我用那次的贱卖换来了第一次的上镜机会,并用持续的贱卖,换来了鲜花掌声簇拥的综艺主持人的位置。之后,我始终坚持着一个原则,无论主动还是被动跟男人**,我绝不对他们说我爱你。我的爱只给我未来的丈夫,可他到底是谁,至今还是个未知之谜。

回到办公室还未坐稳,制片人在电脑前玩着游戏,眼不离屏幕地告诉我,新上任的主任叫我去他的办公室。

我拎着包先去洗手间,对着镜子重新扑了层CD的薄粉,用梳子把波浪卷发理顺到最妩媚,冲镜子飞个撩人的眼神,袅袅走向新主任的办公室。

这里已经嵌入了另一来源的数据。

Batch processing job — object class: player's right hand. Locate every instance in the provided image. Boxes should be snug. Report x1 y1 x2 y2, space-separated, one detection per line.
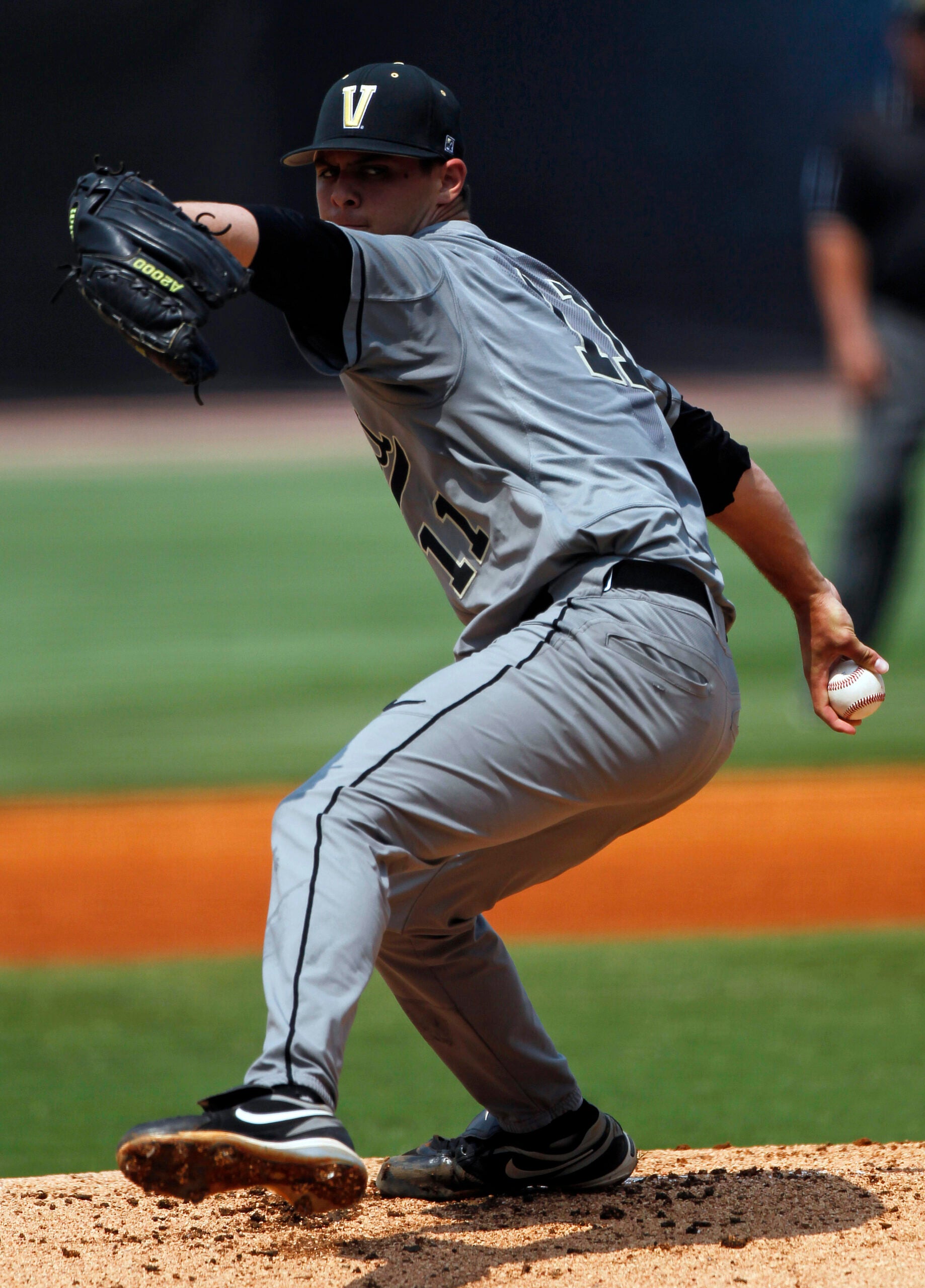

新主任姓孙,从新闻部调过来,用八年时间完成了一个普通记者到制片助理到制片人到新闻部副主任到文艺部主任的飞跃。台里的每一个人都知道,他两年一个台阶的背后,有一只老女人的手,不惜余力地托着他前行。对于这样的仕途得意,没有人鄙视,只有人报怨,只有更多人的羡慕,甚至阿谀。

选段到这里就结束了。